Ces changements anatomiques sont associés à des modifications fonctionnelles. Une diminution de la densité de transporteurs dopaminergiques dans le striatum chez des patients présentant des TCSPi (N=5) par rapport à des sujets contrôles a été mise en évidence lors d’une étude en tomographie par émission monophotonique (TEMP). Cette diminution était néanmoins moins importante que dans le striatum controlatéral aux symptômes moteurs de patients avec une MP 64. Ce dernier résultat est compatible avec l’hypothèse selon laquelle le processus physiopathologique observé chez les patients avec une MP est déjà présent, bien que moins évolué, chez les patients avec TCSP dits idiopathiques. Cette étude comportait certes un faible effectif mais les résultats ont été confirmés par une étude utilisant une méthodologie similaire : 40 % des patients avec TCSPi

(N=43) présentaient une diminution du transporteur de recapture de la dopamine dans le striatum 63. Les TCSP sont également associés à une diminution du débit sanguin cérébral (mesurée en TEMP) dans le cortex frontal et dans des régions pariétales médianes, et à une augmentation de ce débit dans des régions sous-corticales (pont, putamen, hippocampes) 65.

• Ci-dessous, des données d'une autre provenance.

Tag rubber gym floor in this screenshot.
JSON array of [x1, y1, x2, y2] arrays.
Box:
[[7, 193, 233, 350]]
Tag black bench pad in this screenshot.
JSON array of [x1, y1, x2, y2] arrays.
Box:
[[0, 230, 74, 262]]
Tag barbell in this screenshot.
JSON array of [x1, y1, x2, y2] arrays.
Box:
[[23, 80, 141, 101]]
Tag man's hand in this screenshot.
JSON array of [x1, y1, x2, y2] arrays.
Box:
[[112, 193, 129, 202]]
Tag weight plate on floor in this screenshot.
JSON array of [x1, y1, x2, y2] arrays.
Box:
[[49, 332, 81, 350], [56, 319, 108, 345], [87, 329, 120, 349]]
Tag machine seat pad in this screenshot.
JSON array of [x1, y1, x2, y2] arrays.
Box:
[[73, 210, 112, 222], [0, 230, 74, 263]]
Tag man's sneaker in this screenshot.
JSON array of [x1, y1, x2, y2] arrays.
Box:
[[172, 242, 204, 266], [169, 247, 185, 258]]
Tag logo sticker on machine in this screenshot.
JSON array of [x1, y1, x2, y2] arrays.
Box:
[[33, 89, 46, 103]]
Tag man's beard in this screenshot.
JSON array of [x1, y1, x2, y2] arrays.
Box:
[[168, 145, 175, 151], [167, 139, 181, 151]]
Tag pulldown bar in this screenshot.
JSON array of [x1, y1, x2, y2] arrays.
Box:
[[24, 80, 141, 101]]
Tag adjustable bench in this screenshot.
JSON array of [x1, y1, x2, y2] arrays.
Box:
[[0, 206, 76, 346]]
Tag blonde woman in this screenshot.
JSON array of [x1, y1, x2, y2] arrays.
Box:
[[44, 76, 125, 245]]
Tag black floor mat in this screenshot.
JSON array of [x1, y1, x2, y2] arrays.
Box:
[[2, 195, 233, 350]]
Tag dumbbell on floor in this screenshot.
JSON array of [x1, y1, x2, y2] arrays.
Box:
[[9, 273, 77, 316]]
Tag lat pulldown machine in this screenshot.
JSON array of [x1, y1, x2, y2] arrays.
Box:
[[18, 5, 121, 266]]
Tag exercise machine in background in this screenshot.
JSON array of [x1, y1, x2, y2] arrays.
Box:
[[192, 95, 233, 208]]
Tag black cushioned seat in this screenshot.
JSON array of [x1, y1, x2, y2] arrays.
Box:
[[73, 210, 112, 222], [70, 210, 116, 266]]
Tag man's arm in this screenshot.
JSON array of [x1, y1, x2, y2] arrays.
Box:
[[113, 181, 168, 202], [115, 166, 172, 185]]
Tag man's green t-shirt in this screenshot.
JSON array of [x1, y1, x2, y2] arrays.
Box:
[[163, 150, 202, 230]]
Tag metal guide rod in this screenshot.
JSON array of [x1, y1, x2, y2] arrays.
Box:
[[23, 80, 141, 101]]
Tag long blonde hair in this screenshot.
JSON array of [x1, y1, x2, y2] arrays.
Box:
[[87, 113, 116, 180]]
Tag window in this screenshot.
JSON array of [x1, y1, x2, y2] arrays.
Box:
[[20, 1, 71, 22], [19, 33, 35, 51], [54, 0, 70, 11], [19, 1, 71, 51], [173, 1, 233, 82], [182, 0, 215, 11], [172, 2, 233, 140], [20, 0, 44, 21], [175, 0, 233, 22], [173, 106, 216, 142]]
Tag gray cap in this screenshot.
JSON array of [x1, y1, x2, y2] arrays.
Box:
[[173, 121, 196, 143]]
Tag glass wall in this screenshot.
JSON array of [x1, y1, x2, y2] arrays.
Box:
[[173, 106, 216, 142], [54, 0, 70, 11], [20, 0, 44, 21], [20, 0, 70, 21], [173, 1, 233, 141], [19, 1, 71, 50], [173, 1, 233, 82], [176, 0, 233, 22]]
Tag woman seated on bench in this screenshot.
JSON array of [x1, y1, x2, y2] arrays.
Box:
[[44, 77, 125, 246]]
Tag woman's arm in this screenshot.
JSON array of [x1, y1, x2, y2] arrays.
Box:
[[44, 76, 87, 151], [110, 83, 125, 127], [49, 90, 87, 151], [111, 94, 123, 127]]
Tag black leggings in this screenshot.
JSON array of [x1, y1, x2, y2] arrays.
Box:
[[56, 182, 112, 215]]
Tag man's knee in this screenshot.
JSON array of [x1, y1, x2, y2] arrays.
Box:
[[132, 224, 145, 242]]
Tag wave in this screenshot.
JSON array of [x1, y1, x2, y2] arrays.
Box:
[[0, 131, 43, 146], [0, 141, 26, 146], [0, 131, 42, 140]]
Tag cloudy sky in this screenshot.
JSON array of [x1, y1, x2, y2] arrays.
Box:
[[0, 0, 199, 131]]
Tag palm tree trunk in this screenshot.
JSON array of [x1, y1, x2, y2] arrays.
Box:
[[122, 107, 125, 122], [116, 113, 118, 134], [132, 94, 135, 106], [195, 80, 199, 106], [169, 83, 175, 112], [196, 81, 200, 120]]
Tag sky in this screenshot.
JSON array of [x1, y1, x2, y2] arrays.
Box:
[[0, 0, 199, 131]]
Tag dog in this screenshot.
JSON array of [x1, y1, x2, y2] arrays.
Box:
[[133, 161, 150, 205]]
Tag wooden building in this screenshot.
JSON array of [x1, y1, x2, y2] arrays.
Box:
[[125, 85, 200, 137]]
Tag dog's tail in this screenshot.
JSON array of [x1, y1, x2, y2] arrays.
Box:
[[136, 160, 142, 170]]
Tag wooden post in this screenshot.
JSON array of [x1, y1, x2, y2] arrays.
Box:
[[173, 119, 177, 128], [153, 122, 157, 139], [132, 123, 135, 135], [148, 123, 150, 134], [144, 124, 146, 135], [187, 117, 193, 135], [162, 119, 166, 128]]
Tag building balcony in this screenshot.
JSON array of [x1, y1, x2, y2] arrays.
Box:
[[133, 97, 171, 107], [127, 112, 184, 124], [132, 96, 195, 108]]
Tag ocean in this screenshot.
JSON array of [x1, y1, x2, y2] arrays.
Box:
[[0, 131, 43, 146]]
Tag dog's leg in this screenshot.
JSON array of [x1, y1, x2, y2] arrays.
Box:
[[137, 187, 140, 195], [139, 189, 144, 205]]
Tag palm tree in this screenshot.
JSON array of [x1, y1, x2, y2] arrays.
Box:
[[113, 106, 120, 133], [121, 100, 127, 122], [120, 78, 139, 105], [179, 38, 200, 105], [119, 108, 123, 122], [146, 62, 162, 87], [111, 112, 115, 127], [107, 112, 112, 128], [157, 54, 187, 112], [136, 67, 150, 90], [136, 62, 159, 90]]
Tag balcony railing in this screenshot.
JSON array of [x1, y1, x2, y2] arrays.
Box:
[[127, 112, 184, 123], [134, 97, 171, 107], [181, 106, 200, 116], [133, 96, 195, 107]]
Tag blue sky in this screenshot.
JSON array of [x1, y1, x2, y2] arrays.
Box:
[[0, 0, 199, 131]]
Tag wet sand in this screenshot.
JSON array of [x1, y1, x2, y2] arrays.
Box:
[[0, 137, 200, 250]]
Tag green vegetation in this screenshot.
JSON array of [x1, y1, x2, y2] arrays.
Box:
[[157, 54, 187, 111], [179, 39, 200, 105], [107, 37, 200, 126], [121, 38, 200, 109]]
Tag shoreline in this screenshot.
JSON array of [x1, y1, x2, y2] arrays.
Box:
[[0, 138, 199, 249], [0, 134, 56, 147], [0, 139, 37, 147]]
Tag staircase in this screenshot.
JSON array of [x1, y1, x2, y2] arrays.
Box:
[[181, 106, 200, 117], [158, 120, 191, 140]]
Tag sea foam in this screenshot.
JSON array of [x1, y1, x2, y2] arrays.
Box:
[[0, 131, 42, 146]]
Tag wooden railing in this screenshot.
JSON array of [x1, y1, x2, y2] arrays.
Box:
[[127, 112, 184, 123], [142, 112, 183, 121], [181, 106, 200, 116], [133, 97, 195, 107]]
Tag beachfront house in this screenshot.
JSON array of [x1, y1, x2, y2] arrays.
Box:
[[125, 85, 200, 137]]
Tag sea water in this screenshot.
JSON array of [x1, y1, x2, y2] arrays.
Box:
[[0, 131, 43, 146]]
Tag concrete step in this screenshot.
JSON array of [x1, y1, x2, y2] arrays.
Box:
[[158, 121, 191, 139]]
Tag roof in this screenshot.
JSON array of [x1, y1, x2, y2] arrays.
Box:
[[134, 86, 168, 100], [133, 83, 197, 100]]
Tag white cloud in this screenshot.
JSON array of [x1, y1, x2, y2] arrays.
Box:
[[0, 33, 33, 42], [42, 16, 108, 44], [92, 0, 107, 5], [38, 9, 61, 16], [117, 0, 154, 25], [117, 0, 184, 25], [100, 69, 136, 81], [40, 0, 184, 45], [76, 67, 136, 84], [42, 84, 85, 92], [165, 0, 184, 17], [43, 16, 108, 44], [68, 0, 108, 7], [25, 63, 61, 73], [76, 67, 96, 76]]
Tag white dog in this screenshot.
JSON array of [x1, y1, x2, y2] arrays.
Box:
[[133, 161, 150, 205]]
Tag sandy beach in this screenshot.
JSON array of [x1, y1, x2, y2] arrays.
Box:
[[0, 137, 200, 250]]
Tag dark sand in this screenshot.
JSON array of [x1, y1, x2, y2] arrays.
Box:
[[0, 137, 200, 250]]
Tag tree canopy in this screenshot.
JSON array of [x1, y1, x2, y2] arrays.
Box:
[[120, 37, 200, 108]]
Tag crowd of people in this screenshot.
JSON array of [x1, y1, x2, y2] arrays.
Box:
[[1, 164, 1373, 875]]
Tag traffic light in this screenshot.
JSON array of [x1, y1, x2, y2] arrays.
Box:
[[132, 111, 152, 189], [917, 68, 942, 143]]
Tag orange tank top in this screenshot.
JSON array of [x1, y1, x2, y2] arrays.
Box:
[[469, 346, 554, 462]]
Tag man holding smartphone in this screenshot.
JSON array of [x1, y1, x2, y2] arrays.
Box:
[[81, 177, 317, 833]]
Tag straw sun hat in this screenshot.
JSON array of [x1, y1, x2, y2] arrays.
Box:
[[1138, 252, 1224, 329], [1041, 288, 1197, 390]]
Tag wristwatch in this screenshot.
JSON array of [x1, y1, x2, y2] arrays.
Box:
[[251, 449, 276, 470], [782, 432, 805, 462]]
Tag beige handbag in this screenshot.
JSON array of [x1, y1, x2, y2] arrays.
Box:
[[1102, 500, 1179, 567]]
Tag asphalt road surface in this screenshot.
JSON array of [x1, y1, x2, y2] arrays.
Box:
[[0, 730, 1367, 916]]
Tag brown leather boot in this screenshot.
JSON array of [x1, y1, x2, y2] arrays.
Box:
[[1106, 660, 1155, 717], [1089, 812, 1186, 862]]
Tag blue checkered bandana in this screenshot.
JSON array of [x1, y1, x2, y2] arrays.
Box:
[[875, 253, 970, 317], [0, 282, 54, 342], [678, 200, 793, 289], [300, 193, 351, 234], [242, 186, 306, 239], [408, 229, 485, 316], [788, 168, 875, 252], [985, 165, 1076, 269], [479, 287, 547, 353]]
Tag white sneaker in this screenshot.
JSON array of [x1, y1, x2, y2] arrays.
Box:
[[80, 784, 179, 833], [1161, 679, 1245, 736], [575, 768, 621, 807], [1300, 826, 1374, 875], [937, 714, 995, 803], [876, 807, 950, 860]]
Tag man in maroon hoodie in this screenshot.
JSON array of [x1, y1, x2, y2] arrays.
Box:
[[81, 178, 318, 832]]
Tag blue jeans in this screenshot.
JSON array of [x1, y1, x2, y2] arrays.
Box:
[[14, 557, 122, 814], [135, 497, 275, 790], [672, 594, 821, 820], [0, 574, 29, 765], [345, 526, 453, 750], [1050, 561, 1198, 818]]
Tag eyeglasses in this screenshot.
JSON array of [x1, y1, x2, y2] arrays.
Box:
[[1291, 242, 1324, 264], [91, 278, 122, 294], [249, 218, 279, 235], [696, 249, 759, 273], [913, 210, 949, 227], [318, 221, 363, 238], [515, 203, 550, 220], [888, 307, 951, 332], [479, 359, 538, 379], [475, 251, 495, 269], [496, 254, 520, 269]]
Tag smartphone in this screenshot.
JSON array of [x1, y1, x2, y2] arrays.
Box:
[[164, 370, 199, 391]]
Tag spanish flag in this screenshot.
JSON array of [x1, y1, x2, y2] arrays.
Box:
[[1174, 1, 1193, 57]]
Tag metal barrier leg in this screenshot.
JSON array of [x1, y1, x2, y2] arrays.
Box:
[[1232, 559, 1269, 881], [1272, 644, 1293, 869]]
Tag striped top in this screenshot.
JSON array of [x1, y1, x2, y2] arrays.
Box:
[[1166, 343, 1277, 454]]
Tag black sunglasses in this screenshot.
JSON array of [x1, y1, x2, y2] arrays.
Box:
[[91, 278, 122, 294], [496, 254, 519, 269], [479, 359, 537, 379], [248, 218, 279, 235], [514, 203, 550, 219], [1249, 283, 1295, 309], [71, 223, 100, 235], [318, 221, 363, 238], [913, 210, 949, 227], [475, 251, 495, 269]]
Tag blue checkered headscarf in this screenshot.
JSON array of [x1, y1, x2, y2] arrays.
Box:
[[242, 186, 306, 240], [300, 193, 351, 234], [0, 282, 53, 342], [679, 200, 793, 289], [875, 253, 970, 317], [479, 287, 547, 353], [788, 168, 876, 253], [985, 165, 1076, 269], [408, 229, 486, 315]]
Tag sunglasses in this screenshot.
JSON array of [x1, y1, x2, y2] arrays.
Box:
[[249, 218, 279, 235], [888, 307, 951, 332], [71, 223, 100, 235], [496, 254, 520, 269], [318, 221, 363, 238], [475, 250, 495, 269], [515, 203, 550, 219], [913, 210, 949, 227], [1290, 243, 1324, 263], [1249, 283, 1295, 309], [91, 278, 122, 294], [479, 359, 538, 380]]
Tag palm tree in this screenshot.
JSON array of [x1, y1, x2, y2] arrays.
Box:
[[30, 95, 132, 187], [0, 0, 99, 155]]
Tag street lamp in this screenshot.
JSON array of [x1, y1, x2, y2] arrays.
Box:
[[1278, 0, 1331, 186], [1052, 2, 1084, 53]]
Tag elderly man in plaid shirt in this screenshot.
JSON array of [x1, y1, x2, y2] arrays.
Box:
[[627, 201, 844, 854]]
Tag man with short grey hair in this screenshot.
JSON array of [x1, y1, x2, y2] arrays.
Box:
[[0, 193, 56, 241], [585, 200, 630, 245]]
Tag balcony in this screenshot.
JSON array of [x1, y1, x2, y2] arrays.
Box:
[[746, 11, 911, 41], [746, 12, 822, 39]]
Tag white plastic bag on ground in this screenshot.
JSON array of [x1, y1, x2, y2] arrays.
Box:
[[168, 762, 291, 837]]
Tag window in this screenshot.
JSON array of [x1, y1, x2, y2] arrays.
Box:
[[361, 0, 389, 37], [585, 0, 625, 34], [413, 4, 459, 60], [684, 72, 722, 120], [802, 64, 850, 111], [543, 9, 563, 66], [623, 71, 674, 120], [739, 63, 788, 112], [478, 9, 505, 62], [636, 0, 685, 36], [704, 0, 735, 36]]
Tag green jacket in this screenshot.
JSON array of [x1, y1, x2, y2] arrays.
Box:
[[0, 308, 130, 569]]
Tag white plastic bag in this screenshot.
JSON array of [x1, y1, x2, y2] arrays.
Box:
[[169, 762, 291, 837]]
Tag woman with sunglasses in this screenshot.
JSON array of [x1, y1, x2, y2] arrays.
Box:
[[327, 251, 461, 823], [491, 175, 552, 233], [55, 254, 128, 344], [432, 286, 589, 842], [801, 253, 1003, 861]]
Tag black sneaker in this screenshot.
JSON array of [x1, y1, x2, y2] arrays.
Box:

Ces anomalies sont accompagnées d’autres symptômes, marqueurs d’une

neurodégénérescence neuronale, tels que des troubles de la discrimination des couleurs et de l’olfaction.

L’ensemble de ces données semble suggérer l’existence, chez les patients ayant des TCSPi, d’une atteinte cérébrale plus étendue que les seules lésions responsables des TCSP. Les TCSP constitueraient alors une première manifestation clinique d’un processus neurodégénératif. Le fait que de nombreux patients ayant des TCSPi développent une maladie neurdégénérative, va dans le sens de cette hypothèse.